In [1]:
%cd ../src

/Users/adrian/Dropbox/college/4th Year/Modern Information Management/project/src


# Question Page Analysis

Below we have our exam page parser. It parses all the indexes of questions and builds up a model of what the exam paper looks like. It works by finding all the indexes in the paper. An index is the numerical, alphabetical or roman characters that we reference questions by (e.g. 1., (b), [c]). We then iterate over these indexes and assume each denotes a question. Each consectutive index of the same type (numerical, alphabetical or roman) describe a list of questions. If the index type changes, we assume that this index denotes a sub-question of the previous index. 

For example, say we the indices: `1., (a), (b), i. (c), (d), 2`

1. `1.` denotes the first question. Stack: `[]`
2. `(a)` is a different class than `1.` (alphabetical vs numerical) so `(a)` is a sub-question of `1.`. `[Question[1.]]`
3. `(b)` is the same class as `(a)` so it is also a sub-question of `1.`. `[Question[1.], Question[(a)]]`
4. `i.` is a different class than `(b)` so it's a sub-question of `(b)`. `[Question[1.], Question[(b)]]`
5. `(c)` is a different class than `i.` but the same class as `(b)` and the next value (`3`) so it's a sub-question of `1.`. `[Question[1.], Question[(b)], Question[i.]]`
6. `(d)` is the same class as `(c)` so it's a sub-question of `1.`. `[Question[1.], Question[(c)]]`
7. `2.` is a different class than `(d)` so it's a top-level question, alongside `1.`. `[Question[1.]]`
8. `[Question[1.], Question[2.]]`

The final structure would look like this:

    1.
    |-- (a)
      | (b)
      |  |-- i.
      | (c)
      | (d)
    2.
    
### Considerations
* Sometimes questions have marks in the form of an index e.g. `(10)`
 
  To combat this, we look at the previous index `i` of the same type (i.e. numerical) and see if it's value is `i - 1`. 
  
  In future, we could refine it to look to see if two indexes are sitting right i.e. marks at the end of a question and the next question's index. If this case happens we could drop the marks. We have to be careful of dropping a multiple choice answer that could have been an image (i.e. no text, just an index) from being parsed as marks in that situation (See chemistry paper extraction).
  
  
* Sometimes sentences end with a single letter or digit e.g. `potassium K.`

  To account for this, we will parse the letter or digit as an index and then look at it's position relative to the previous index. If for instance, the index was alphabetical with the value "K" which translates to position 11 in a list, if the last index is not the alphabetical index with position 10, we can safely discard the "K". Unfortunately, this does come with caveat that indices *could* line up.
    
### Caveats
Currently this algorithm has some caveats:

* We cannot determine between multiple choice answers and sub-questions.
* We cannot determine between a sentence ending in `<SPC>[0-9].` and an index.
* We cannot determine inline references to indices.

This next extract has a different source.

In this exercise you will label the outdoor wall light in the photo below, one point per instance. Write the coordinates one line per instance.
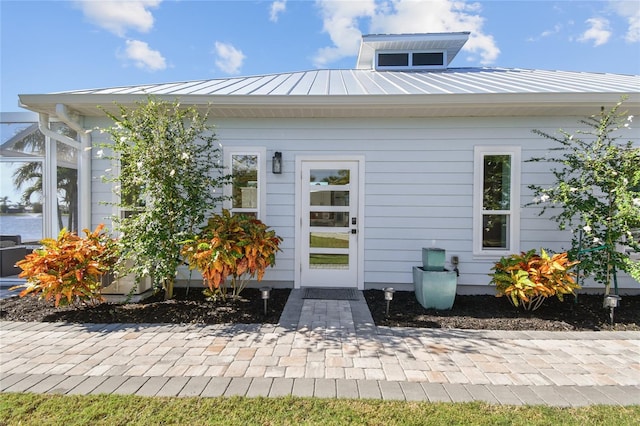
(276, 163)
(388, 296)
(264, 291)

These caveats are all caused by sampling on the body of text. They could be alleviated if we moved to a more detailed library such as PDFMiner and extracted geometries associated with different bodies of text. It would solve most if not all the problems of ambiguity.

So, let's build the parser.

In [2]:
# %load paper.py
import slate
import logging
import pyparsing as pp

from index import Index
from question import Question
from section import Section

class Paper(Question):
    # Let's define our parser
    __ = pp.White().suppress()
    _ = pp.White(exact=1).suppress() | pp.LineEnd() | pp.LineStart()
    ___ = pp.Optional(__)

    # Define tokens for numerical, alpha and roman indices
    # Max two digits for numerical indices because lecturers aren't psychopaths
    index_digit = pp.Word(pp.nums, max=2).setParseAction(lambda s, l, t: [Index("decimal", int(t[0]))])("[0-9]") 
    index_alpha = pp.Word(pp.alphas, exact=1).setParseAction(lambda s, l, t: [Index("alpha", t[0])])("[a-z]")
    index_roman = pp.Word("ivx").setParseAction(lambda s, l, t: [Index("roman", t[0])])("[ivx]") # We only support 1-100 roman numerals
    index_type = (index_digit | index_roman | index_alpha)("index")

    # Define token for ("Question" / "Q") + "."
    question = (pp.CaselessLiteral("Question") + pp.Optional("."))("question")

    # Define tokens for formatted indices e.g [a], (1), ii. etc.
    index_dotted = index_type + pp.Literal(".").suppress()
    index_round_brackets = pp.Literal("(").suppress() + index_type + pp.Literal(")").suppress()
    index_square_brackets = pp.Literal("[").suppress() + index_type + pp.Literal("]").suppress()
    index_question = pp.Word("qQ", exact=1).suppress() + pp.Optional(".").suppress() + index_type + pp.Optional(".").suppress()

    # Define final index token with optional Question token before formatted index
    index = (
        # Whitespace is required before each index 
        _ + \
        # Optional "Question." before
        pp.Optional(question + ___).suppress() + \
        # The index
        (index_question | index_dotted | index_round_brackets | index_square_brackets) + \
        # Required whitespace *after* index
        _
    )

    # Define a section header
    section = (pp.CaselessLiteral("Section").suppress() + __ + index_type + _).setParseAction(lambda s, l, t: [t[0].setSection(True)]).setName("section")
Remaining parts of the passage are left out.